When you sit at the Bagni di Tiberio Restaurant, tasting the dishes made with love by Costanza and looking at the ruins of an ancient roman villa, you can make a journey through the time of taste. Delicacy after delicacy, the palate brings to mind flavors of the past, inspired by the ancient Greek and Roman cuisine.
The wine you would drink here was brought to the isle of Capri from the Greek people, together with the cultivation of vines and olives. Many of our wines are still the fragrant heirs of those vines that have came from the East Europe.

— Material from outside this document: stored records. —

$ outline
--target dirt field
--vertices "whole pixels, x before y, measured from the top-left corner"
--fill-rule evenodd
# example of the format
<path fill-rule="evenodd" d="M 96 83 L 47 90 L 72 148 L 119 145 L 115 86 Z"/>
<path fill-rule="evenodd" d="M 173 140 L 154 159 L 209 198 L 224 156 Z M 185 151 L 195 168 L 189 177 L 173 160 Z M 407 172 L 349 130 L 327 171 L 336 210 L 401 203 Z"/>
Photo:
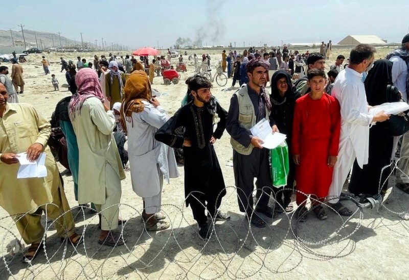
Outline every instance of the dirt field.
<path fill-rule="evenodd" d="M 384 57 L 391 49 L 378 49 L 376 58 Z M 338 55 L 346 57 L 349 51 L 334 50 L 327 62 L 327 68 Z M 210 54 L 214 74 L 215 66 L 221 58 L 221 52 L 188 51 L 189 54 L 194 52 L 199 57 L 203 53 Z M 23 64 L 26 86 L 24 95 L 19 96 L 20 102 L 32 104 L 50 118 L 57 103 L 71 94 L 64 72 L 60 72 L 59 58 L 62 56 L 67 62 L 76 61 L 76 57 L 80 55 L 92 61 L 94 54 L 46 54 L 51 62 L 51 73 L 55 74 L 60 82 L 59 91 L 54 91 L 51 75 L 44 74 L 41 55 L 30 55 L 28 62 Z M 152 86 L 162 93 L 160 101 L 170 116 L 180 107 L 186 92 L 185 80 L 194 70 L 192 62 L 188 61 L 187 56 L 184 57 L 188 61 L 188 71 L 180 73 L 181 81 L 178 84 L 165 85 L 162 77 L 155 77 Z M 172 59 L 174 64 L 176 61 L 176 59 Z M 226 110 L 232 94 L 238 88 L 231 88 L 231 83 L 229 80 L 223 87 L 215 83 L 212 90 Z M 310 213 L 306 222 L 297 225 L 295 220 L 290 220 L 291 214 L 281 214 L 276 219 L 267 219 L 269 226 L 250 229 L 238 211 L 233 187 L 233 167 L 229 165 L 232 156 L 229 141 L 230 136 L 225 132 L 215 146 L 226 186 L 230 186 L 221 208 L 232 219 L 224 223 L 218 222 L 208 242 L 199 239 L 190 209 L 184 206 L 183 167 L 179 167 L 180 177 L 164 186 L 163 211 L 169 216 L 172 228 L 157 233 L 144 231 L 140 215 L 142 199 L 132 191 L 128 172 L 126 179 L 122 181 L 123 205 L 120 207 L 122 218 L 128 220 L 123 229 L 126 246 L 112 248 L 98 245 L 98 216 L 77 208 L 73 211 L 74 215 L 79 212 L 76 219 L 77 232 L 84 233 L 84 243 L 76 249 L 71 244 L 62 244 L 53 226 L 48 223 L 47 226 L 51 226 L 47 232 L 46 253 L 42 252 L 32 266 L 28 266 L 20 262 L 21 254 L 13 258 L 6 251 L 6 246 L 15 238 L 13 234 L 19 239 L 19 236 L 12 219 L 0 209 L 3 256 L 0 261 L 0 278 L 407 278 L 404 275 L 407 275 L 409 260 L 409 221 L 402 220 L 396 213 L 407 211 L 408 195 L 396 188 L 392 193 L 390 189 L 387 203 L 379 213 L 375 210 L 357 210 L 349 220 L 342 220 L 329 210 L 326 220 L 318 220 Z M 64 168 L 60 167 L 63 172 Z M 69 201 L 75 207 L 77 203 L 74 199 L 72 178 L 63 177 Z M 350 201 L 346 203 L 356 210 Z M 344 223 L 345 226 L 338 232 Z"/>

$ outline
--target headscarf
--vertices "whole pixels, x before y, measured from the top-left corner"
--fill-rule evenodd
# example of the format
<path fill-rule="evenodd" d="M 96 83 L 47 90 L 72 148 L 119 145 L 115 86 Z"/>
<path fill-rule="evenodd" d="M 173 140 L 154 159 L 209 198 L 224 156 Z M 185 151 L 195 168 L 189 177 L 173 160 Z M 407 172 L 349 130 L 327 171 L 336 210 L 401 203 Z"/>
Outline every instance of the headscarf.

The Bagni di Tiberio restaurant stands today among ancient Roman tanks of opus reticulatum:
in which, during the Tiberian period, fish were raised to prepare Garum.
What the Garum was?
Garum recipe has been handed down to us by the writer Quinto Gargilio Marziale: a liquid sauce based on salted fish with aromatic herbs, poured dropwise on food by wealthy Romans. There were different variations of Garum depending on the fish that were used. The most valuable was the oxygarum prepared with vinegar, pepper and precious spices. A descendant of the delicious Tiberian sauce is the Cetara Anchovy Sauce (colatura di alici), DOP brand since 2020.
Let’s now try to imagine what a Tiberian lunch would have been like on these terraces of the Villa di Palazzo a Mare. To do this we will follow the suggestions of Marino Barendson, gastronomic historian and journalist. The guests would be accommodated on triclinia with three seats, spoons of various shapes and knives at their disposal. No forks.

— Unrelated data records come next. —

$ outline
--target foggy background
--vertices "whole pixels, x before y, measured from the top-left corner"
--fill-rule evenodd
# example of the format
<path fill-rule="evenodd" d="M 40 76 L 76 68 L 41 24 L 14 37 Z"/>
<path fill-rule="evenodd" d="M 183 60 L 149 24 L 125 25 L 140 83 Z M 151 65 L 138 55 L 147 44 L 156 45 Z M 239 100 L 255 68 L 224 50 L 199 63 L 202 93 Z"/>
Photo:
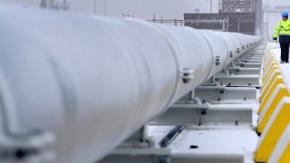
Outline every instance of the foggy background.
<path fill-rule="evenodd" d="M 55 0 L 61 2 L 62 0 Z M 94 13 L 94 0 L 67 0 L 71 4 L 69 12 L 92 14 Z M 0 0 L 0 2 L 17 4 L 27 7 L 39 7 L 40 0 Z M 105 6 L 107 16 L 122 18 L 123 14 L 130 14 L 140 19 L 183 19 L 184 13 L 195 13 L 199 9 L 200 13 L 210 13 L 210 2 L 212 2 L 212 13 L 218 12 L 218 0 L 95 0 L 96 14 L 104 15 Z M 106 3 L 106 5 L 105 5 Z M 263 0 L 268 5 L 289 5 L 289 0 Z M 289 11 L 288 11 L 289 12 Z M 264 17 L 266 18 L 266 16 Z M 274 33 L 276 24 L 281 21 L 279 14 L 270 14 L 266 17 L 268 21 L 267 31 L 269 38 Z"/>

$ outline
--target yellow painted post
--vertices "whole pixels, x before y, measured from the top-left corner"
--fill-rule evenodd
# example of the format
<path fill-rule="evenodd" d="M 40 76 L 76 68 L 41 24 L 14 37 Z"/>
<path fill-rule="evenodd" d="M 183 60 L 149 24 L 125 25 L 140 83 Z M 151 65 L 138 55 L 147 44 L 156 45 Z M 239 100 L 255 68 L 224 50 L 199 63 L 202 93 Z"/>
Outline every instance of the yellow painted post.
<path fill-rule="evenodd" d="M 279 66 L 277 64 L 274 64 L 270 69 L 265 72 L 266 75 L 263 77 L 263 82 L 267 82 L 269 76 L 273 73 L 275 70 L 279 70 Z"/>
<path fill-rule="evenodd" d="M 290 125 L 283 133 L 277 145 L 276 146 L 270 158 L 269 163 L 289 163 L 290 160 Z"/>
<path fill-rule="evenodd" d="M 273 114 L 275 109 L 277 107 L 278 102 L 284 97 L 290 97 L 288 89 L 284 84 L 278 84 L 273 92 L 270 93 L 270 98 L 266 101 L 265 108 L 261 109 L 261 114 L 258 120 L 258 125 L 256 129 L 257 133 L 262 133 L 267 124 L 271 115 Z"/>
<path fill-rule="evenodd" d="M 256 162 L 267 162 L 276 143 L 290 121 L 290 98 L 284 98 L 275 110 L 264 132 L 255 155 Z"/>
<path fill-rule="evenodd" d="M 283 80 L 283 77 L 281 75 L 277 75 L 276 78 L 273 79 L 273 82 L 271 82 L 267 85 L 267 89 L 262 92 L 261 94 L 261 105 L 258 110 L 258 113 L 260 114 L 262 112 L 262 110 L 264 109 L 266 102 L 269 100 L 271 96 L 271 92 L 274 91 L 275 88 L 278 84 L 285 84 L 285 82 Z"/>

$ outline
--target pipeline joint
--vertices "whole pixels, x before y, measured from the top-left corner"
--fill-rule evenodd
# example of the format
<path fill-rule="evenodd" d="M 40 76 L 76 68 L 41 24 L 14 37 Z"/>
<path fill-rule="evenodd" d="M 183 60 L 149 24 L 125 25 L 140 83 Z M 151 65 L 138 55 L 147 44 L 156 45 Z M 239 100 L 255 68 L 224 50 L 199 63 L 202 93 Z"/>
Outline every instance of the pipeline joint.
<path fill-rule="evenodd" d="M 183 68 L 179 71 L 183 83 L 188 83 L 194 78 L 194 70 L 191 68 Z"/>

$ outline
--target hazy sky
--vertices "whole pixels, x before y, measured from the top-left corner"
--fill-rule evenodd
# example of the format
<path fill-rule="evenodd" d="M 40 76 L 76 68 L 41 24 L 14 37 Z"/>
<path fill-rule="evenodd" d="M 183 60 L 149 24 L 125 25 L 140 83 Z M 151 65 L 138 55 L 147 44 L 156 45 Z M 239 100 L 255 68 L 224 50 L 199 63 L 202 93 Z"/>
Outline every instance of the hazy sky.
<path fill-rule="evenodd" d="M 55 0 L 63 1 L 63 0 Z M 71 3 L 71 12 L 93 14 L 94 0 L 67 0 Z M 95 0 L 96 12 L 104 14 L 105 1 L 107 15 L 122 17 L 123 14 L 141 19 L 157 17 L 183 18 L 184 13 L 194 13 L 198 8 L 200 13 L 210 12 L 210 0 Z M 272 5 L 289 5 L 290 0 L 263 0 Z M 0 2 L 16 3 L 22 5 L 38 7 L 40 0 L 0 0 Z M 218 11 L 218 0 L 212 0 L 213 13 Z"/>
<path fill-rule="evenodd" d="M 56 0 L 62 1 L 62 0 Z M 93 13 L 94 0 L 67 0 L 71 3 L 71 12 Z M 105 1 L 107 1 L 107 14 L 122 17 L 123 14 L 134 15 L 142 19 L 157 17 L 183 18 L 184 13 L 193 13 L 198 8 L 201 13 L 210 12 L 210 0 L 96 0 L 98 14 L 104 14 Z M 40 0 L 0 0 L 0 2 L 14 2 L 27 6 L 38 7 Z M 218 0 L 212 0 L 213 13 L 218 11 Z"/>

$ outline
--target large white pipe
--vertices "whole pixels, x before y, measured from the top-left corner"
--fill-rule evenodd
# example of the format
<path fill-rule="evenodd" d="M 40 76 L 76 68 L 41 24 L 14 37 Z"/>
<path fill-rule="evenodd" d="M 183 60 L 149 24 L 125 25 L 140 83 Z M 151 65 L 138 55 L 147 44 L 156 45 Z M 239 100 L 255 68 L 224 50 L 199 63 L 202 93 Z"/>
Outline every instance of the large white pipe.
<path fill-rule="evenodd" d="M 0 24 L 0 84 L 19 128 L 55 134 L 57 162 L 99 160 L 233 61 L 228 51 L 243 54 L 246 37 L 6 5 Z"/>

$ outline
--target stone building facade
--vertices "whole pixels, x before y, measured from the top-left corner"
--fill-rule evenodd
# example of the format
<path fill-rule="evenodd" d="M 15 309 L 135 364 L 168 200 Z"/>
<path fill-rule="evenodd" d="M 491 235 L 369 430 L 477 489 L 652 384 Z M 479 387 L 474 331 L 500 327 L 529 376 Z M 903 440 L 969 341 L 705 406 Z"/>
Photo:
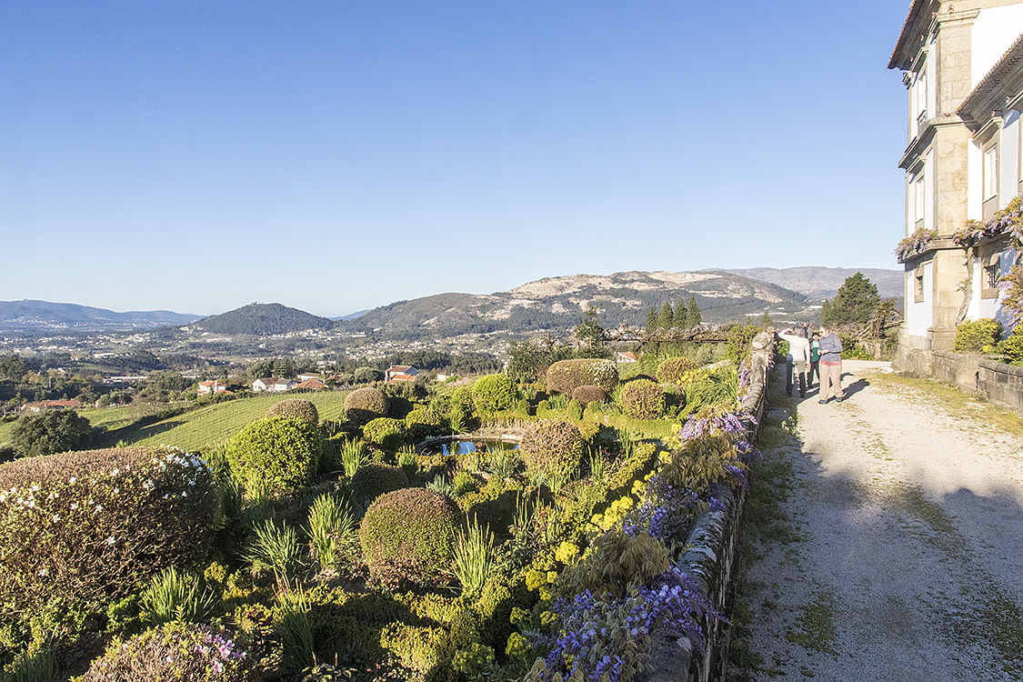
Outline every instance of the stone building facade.
<path fill-rule="evenodd" d="M 997 280 L 1019 255 L 980 226 L 1023 191 L 1023 0 L 914 0 L 888 67 L 908 92 L 905 359 L 950 350 L 964 319 L 1010 326 Z"/>

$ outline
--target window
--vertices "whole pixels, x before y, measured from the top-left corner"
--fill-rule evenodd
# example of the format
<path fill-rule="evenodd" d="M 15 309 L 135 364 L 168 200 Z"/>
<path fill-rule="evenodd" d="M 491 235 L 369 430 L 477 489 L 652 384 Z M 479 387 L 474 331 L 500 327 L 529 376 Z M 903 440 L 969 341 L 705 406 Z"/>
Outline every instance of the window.
<path fill-rule="evenodd" d="M 984 200 L 998 193 L 998 147 L 984 151 Z"/>
<path fill-rule="evenodd" d="M 918 223 L 924 220 L 924 172 L 917 174 L 917 182 L 914 185 L 914 220 Z"/>

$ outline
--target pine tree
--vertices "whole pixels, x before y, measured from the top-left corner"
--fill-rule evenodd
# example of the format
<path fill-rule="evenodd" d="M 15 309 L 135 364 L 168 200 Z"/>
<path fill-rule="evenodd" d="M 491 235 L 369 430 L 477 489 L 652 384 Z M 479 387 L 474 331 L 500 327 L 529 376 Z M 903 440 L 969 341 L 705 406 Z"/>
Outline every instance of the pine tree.
<path fill-rule="evenodd" d="M 681 298 L 678 300 L 678 308 L 675 309 L 671 326 L 678 327 L 679 329 L 688 329 L 688 311 L 685 310 L 685 299 Z"/>
<path fill-rule="evenodd" d="M 657 325 L 662 329 L 670 329 L 675 326 L 675 314 L 671 312 L 671 302 L 665 301 L 661 308 L 661 315 L 657 318 Z"/>
<path fill-rule="evenodd" d="M 696 295 L 690 297 L 690 312 L 685 316 L 685 326 L 690 329 L 694 329 L 700 326 L 700 306 L 697 305 Z"/>

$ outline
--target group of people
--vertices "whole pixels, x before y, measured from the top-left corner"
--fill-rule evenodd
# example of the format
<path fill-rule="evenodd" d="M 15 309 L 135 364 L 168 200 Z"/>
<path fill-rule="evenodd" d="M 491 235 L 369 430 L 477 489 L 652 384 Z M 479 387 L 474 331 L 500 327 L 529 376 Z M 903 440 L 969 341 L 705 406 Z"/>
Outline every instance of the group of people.
<path fill-rule="evenodd" d="M 794 379 L 798 379 L 799 397 L 806 398 L 806 390 L 813 388 L 816 375 L 820 385 L 817 402 L 821 405 L 833 400 L 841 403 L 845 400 L 842 393 L 842 340 L 838 334 L 832 333 L 827 324 L 821 324 L 820 331 L 814 331 L 809 338 L 806 334 L 805 327 L 789 327 L 779 333 L 780 337 L 789 342 L 786 393 L 792 395 Z"/>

During the lunch the Romans used to wash very often their hands in bowls with perfumed water. The wine was mixed with honey and diluted with water. It was Tiberius himself who started drinking wine without additions: from this comes his appellation Biberius (Drinkerius), as Tacitus and Suetonius hand down to us.
Today Costanza offers us some refined dishes of the ancient Augustan-Tiberian cuisine.

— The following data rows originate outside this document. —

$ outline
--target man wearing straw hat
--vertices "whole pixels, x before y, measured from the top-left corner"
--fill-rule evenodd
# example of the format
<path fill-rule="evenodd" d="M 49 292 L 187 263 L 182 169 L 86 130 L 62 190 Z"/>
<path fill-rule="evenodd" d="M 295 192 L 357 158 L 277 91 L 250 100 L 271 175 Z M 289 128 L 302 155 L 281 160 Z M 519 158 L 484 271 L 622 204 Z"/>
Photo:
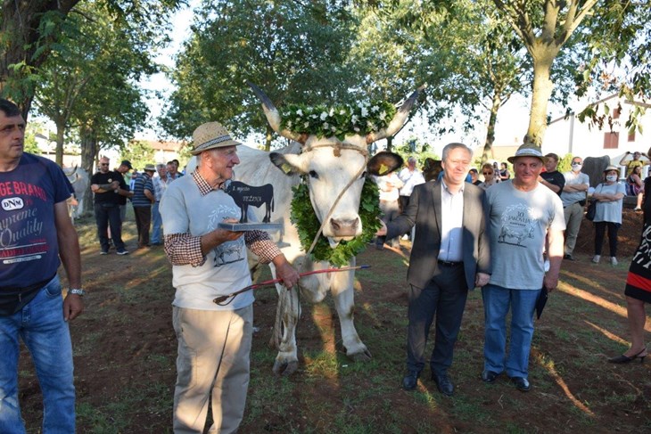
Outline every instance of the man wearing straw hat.
<path fill-rule="evenodd" d="M 508 159 L 513 179 L 486 191 L 489 203 L 492 274 L 482 289 L 484 308 L 484 369 L 482 379 L 493 382 L 504 371 L 518 390 L 529 384 L 529 350 L 533 311 L 542 288 L 554 291 L 563 259 L 565 219 L 558 194 L 538 182 L 547 157 L 525 143 Z M 542 256 L 548 239 L 549 270 Z M 507 349 L 507 314 L 511 309 L 511 339 Z"/>
<path fill-rule="evenodd" d="M 246 403 L 253 294 L 243 292 L 222 305 L 213 299 L 251 284 L 246 248 L 272 262 L 285 287 L 296 284 L 299 274 L 266 233 L 218 227 L 240 217 L 224 191 L 240 162 L 240 143 L 218 122 L 200 126 L 193 139 L 197 168 L 171 183 L 160 206 L 176 289 L 174 432 L 202 432 L 211 404 L 210 432 L 228 433 L 237 430 Z"/>

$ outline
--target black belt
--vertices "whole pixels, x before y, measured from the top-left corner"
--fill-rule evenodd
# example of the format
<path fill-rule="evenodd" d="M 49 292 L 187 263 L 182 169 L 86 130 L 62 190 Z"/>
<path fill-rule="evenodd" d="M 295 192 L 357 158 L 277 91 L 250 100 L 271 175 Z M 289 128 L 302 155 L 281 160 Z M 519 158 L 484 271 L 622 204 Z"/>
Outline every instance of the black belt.
<path fill-rule="evenodd" d="M 451 262 L 451 261 L 442 261 L 441 259 L 438 259 L 436 262 L 439 263 L 440 266 L 463 266 L 464 263 L 459 262 Z"/>

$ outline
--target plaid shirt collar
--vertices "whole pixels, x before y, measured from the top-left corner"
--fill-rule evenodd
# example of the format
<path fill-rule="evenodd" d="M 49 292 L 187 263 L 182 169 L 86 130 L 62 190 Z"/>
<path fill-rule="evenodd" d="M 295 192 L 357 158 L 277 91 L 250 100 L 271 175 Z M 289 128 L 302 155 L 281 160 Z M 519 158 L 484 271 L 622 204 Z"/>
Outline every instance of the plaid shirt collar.
<path fill-rule="evenodd" d="M 197 187 L 199 187 L 199 192 L 202 196 L 205 196 L 209 192 L 215 190 L 224 190 L 224 187 L 226 186 L 226 183 L 222 183 L 221 185 L 219 185 L 218 188 L 212 188 L 210 184 L 208 184 L 208 181 L 206 181 L 203 176 L 199 175 L 198 170 L 194 170 L 192 173 L 192 177 L 194 180 L 194 183 L 197 184 Z"/>

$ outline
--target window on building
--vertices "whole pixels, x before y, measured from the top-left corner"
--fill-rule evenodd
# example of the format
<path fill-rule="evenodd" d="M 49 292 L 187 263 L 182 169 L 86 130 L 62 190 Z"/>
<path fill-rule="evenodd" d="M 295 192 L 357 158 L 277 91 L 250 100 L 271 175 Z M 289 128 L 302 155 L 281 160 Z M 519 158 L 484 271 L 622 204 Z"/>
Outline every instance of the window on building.
<path fill-rule="evenodd" d="M 620 134 L 615 132 L 604 133 L 604 149 L 617 149 L 619 147 Z"/>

An example of an imperial luch typical menu
Probably, an imperial lunch would started with a plate of Lucrino oysters and sea urchins, squid meatballs, millet croquettes and spelled polenta would been the side dishes. After all these delights they would arrive to the main dishes: cuttlefish scented with wild Capri herbs and fried mullet giblets (small Capri fish) served with mint sauce, basil and red wine, on the side some wild rockets cultivated by the agronomist Serpullo in mobile greenhouses at Villa Jovis such as in all the imperial residences (Augusto and Tiberio were probably vegetarian).
Always present at banquets: moray soup with white bread and grilled sea bream served with seasonal legumes, sometimes mutton accompained by pomegranate sauce.
To refresh the taste: a basket of cherries and apricots.
Aphrodisiac variations on the theme
Variations on the theme, as the writer Norman Douglas reminds us, are those dishes considered aphrodisiacs: Sybarite-style prawns, snails with spiced sauces and Athenian-style eels.
And which were the desserts? A glass of mead and a cold, local asparagus pie.
In the end of the lunch let’s celebrate all together the ancient custom of the Commisatio.
A guest was chosen to celebrate the food he has just had and everyone at the lunch must toast to him drinking as many glasses of wine as there are letters in his name.
For example: seven cups for Tiberius, five for Livia and so on.
After this dream in the antiquity of the lido dei Bagni di Tiberio we can return now to the sweet reality of the cuisine of Costanza with its scents and colors, a dream that continues.